Admitting public-health officials cannot predict when, where or how the flu would strike, Health Minister Philippe Couillard outlined a plan to deal with a worst-case scenario that he said could see as many as 2.6 million Quebecers infected.
In the event of a pandemic, the province would be thrown into crisis mode, similar to what happened during the 1998 ice storm, when all levels of government and public services were called upon to work together.
"Let's be clear: It would be a very, very difficult time for Quebec not only on the health level but at the economic and social level, too," Couillard said at a news conference.
"It would have been irresponsible to present a sugar-coated portrayal of the situation. We have to show the health system is getting ready.
"I hope this will never happen. I hope this plan remains on the shelf."
The H5N1 strain of avian influenza has emerged and, in rare cases in Asia, humans have been infected by contact with sick birds. There have been 94 deaths in seven Asian countries.
Humans do not have any form of immunity to the virus.
If the influenza virus spreads from human to human - something that has not yet occurred - one in three Quebecers could be infected by successive waves of the flu, the first lasting eight to 10 weeks, the report says
That means 2.6 million Quebecers - including 80,000 crucial health-care workers - would be infected, off work or out of school. Of that total, 34,000 could need hospitalization.
Worse, Quebec estimates 8,500 would die, a far cry from the millions who perished worldwide in such historic pandemics as the Spanish flu of 1918 but still many more than the 1,000 to 1,500 who die annually in Quebec of the regular flu.
If the flu pandemic strikes, Quebec plans to enlist the help of up to 20,000 volunteers - new graduates, students and retired health workers. The relief team is already being assembled.
Couillard said the government can count on only a few weeks of lead time before the virus arrives and then the scramble would be on to develop a vaccine and administer it. Front-line health-care workers would be the first ones to receive it.
Even then, it could take four to six months before a vaccine could be developed and still more time to get it to the sick.
There is no vaccine available, and it cannot be produced until the virus has been identified.
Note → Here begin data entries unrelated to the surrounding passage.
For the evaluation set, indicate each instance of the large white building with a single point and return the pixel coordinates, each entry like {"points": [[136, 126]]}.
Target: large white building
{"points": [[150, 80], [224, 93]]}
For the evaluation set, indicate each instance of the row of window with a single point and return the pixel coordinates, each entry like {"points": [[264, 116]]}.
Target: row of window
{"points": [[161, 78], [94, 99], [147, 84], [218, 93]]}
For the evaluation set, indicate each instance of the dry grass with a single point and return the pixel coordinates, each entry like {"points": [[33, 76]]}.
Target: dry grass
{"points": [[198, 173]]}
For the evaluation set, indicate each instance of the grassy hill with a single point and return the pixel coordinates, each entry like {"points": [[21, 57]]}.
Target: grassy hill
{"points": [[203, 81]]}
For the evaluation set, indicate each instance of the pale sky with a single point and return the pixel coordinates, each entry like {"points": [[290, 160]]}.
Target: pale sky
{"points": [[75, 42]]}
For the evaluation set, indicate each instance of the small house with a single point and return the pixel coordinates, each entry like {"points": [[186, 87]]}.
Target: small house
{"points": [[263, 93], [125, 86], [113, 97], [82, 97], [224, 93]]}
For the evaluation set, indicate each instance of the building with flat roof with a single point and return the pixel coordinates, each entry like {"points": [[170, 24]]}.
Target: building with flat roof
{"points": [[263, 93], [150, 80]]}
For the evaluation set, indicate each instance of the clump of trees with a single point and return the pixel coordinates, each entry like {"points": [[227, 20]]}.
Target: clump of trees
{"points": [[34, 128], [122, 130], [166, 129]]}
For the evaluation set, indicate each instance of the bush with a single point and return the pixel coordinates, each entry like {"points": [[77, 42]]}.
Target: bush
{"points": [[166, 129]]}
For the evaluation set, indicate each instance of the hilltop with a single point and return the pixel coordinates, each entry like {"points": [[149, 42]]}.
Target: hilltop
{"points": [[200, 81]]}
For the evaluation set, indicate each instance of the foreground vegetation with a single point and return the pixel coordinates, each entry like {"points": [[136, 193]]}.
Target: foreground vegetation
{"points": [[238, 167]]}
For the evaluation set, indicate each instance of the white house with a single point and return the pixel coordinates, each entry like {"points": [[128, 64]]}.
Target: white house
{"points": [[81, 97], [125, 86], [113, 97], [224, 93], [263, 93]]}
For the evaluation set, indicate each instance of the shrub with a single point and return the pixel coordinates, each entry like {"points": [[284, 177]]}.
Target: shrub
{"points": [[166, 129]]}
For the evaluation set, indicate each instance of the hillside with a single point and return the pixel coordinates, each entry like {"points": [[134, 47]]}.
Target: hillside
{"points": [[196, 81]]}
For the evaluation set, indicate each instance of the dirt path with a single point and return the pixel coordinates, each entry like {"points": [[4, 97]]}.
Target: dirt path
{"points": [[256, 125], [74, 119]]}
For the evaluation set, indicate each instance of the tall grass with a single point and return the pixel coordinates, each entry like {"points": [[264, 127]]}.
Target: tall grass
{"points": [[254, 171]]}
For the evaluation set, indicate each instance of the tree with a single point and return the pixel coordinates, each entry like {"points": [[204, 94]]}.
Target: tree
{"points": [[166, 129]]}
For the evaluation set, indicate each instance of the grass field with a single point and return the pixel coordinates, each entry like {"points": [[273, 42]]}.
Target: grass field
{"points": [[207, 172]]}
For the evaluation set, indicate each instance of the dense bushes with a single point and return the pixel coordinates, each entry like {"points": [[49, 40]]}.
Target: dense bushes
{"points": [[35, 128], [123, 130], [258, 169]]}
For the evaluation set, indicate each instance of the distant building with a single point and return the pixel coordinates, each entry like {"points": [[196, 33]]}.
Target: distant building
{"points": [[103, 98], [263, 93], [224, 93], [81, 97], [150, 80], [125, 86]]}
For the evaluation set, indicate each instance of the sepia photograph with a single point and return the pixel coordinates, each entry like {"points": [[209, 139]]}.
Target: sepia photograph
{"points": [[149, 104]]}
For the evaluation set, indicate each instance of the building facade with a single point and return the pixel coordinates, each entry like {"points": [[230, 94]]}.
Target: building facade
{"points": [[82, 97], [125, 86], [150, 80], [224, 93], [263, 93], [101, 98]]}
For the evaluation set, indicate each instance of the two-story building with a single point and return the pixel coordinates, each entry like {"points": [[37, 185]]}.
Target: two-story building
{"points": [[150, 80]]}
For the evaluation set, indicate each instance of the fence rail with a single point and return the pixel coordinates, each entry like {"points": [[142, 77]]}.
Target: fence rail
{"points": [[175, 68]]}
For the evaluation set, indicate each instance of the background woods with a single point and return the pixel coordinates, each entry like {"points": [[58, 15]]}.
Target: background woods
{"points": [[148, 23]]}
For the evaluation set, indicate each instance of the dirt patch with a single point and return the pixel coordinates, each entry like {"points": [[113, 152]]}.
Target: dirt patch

The province has, however, stockpiled 11 million doses of the anti-viral Tamiflu, which is used to treat the symptoms of conventional flu. That's enough to treat up to 800,000 people who fall sick.
The rest of the Couillard plan specifies that non-traditional sites like schools and military facilities would be equipped to deliver health services. The SARS outbreak in Toronto taught health specialists the dangers of trying to treat everyone in hospitals.